Czwartkowa sesja przyniosła w miarę spokojną reakcję uczestników warszawskiego parkietu na opublikowane w środę niekorzystne dane dotyczące lipcowego wskaźnika poziomu inflacji, zwłaszcza że spadek skorelował się z ogólną przeceną na rynkach światowych. Przebieg i statystyka sesji pokazują zaś, że na rynku nadal trwa marazm, a przedłużający się nastrój zniechęcenia może w konsekwencji zaowocować zwiększaniem się skłonności do sprzedaży, tym bardziej że najwyższy od dwóch lat poziom inflacji wzmacnia oczekiwania na podwyżkę stóp procentowych.

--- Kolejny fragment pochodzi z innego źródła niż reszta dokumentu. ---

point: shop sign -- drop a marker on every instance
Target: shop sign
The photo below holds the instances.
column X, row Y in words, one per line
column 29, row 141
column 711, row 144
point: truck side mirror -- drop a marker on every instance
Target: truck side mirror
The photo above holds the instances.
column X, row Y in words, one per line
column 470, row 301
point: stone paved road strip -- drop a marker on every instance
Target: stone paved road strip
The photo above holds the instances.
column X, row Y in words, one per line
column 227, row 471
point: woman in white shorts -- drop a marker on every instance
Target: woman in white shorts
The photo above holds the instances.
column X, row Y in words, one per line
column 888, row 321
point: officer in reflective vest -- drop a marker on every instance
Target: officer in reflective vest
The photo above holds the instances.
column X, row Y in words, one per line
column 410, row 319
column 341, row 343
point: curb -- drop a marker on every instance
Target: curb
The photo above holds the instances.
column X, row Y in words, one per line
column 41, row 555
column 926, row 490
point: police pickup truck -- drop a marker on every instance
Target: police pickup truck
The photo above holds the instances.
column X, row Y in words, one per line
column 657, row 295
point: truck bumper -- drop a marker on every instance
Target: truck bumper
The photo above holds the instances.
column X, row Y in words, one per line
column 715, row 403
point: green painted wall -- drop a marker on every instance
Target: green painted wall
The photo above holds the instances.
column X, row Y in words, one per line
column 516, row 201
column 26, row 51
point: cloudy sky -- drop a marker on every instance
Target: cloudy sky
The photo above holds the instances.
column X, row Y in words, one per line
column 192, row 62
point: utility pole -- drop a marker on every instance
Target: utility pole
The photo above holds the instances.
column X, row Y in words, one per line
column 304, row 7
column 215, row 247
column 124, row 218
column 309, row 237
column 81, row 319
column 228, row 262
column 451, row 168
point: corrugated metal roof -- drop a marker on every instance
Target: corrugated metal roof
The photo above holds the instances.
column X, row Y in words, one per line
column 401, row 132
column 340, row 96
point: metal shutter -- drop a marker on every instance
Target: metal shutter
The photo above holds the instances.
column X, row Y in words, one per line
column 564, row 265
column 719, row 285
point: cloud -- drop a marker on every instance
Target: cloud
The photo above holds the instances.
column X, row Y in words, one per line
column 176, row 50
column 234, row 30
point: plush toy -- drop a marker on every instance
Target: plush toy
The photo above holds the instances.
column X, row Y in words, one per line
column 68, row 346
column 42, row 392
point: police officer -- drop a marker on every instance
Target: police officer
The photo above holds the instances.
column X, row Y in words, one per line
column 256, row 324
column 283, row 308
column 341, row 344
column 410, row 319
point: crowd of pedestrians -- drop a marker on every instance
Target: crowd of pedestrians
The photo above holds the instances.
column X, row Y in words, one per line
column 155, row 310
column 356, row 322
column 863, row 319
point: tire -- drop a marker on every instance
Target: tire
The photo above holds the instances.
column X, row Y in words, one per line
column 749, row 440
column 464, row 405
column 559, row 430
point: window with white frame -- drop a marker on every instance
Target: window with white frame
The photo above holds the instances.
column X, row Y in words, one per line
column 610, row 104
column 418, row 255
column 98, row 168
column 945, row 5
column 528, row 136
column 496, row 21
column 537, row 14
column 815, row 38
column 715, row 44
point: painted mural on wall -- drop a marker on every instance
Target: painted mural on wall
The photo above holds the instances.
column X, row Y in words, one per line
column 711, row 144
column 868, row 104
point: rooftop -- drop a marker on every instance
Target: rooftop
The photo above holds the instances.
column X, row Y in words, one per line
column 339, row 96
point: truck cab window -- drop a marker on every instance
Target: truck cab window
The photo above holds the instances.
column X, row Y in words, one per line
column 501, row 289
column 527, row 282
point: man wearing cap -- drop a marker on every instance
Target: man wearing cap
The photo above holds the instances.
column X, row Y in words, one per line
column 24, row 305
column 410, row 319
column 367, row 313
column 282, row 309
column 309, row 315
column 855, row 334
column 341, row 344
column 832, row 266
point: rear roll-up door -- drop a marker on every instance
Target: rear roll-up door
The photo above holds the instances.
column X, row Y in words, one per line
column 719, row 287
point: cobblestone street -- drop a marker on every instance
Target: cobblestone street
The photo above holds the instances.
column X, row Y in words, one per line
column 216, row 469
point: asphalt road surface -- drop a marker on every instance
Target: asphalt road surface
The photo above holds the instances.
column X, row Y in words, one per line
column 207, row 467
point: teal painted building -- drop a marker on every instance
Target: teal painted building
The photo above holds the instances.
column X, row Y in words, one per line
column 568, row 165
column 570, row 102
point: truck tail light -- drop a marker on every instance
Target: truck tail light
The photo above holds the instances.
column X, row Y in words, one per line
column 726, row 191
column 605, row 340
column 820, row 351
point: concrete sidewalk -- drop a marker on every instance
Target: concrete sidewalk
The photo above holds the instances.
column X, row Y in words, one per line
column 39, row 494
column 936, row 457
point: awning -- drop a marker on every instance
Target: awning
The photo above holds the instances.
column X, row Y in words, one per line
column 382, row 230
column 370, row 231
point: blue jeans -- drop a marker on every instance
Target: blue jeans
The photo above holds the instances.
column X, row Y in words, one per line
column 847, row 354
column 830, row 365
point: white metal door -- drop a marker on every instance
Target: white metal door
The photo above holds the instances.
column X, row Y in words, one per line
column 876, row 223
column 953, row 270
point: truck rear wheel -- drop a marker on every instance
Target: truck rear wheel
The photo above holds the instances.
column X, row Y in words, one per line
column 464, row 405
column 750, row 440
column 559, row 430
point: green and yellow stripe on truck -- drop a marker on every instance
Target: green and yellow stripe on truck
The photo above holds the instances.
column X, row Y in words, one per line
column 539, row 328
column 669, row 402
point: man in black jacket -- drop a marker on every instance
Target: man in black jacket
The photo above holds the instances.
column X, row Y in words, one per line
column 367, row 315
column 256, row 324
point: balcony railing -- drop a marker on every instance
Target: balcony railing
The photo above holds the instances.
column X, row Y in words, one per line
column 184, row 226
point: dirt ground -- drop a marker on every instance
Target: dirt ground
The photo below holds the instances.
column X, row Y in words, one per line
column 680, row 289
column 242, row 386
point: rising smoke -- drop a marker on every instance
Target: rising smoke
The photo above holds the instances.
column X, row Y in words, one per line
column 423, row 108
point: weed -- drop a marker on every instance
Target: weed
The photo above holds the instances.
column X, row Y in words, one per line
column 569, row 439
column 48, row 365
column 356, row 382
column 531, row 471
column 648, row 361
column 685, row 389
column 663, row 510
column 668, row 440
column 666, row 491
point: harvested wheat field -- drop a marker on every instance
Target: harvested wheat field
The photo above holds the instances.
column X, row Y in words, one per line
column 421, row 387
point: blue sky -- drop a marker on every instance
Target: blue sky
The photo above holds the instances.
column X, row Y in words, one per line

Ze względu natomiast na związany z tym prawdopodobny spadek zaufania do polskiej gospodarki, teoretycznie maleją również szanse na szybki powrót zachodniego kapitału inwestycyjnego. Jak się zatem wydaje, wyczerpujący się już potencjał spadkowy został tym samym wzmocniony, ale z drugiej strony ? można postawić hipotezę, że część uczestników rynku rozpocznie niebawem akumulowanie akcji, dyskontując przyszłe polepszenie koniunktury. W dłuższym horyzoncie może się zatem okazać, że ewentualne przesilenie będzie dobrym okresem do otwarcia pozycji. Tak do końca nie jest również jednoznaczna sytuacja w najbliższym czasie. Pole do spekulacji dają bowiem rozbieżne opinie w kwestii podwyższenia stóp procentowych przez RPP na najbliższym posiedzeniu, a gra "pod decyzję" Rady być może przyczyni się do ożywienia rynku.

MIROSŁAW STĘPIEŃ

DM PBK S.A.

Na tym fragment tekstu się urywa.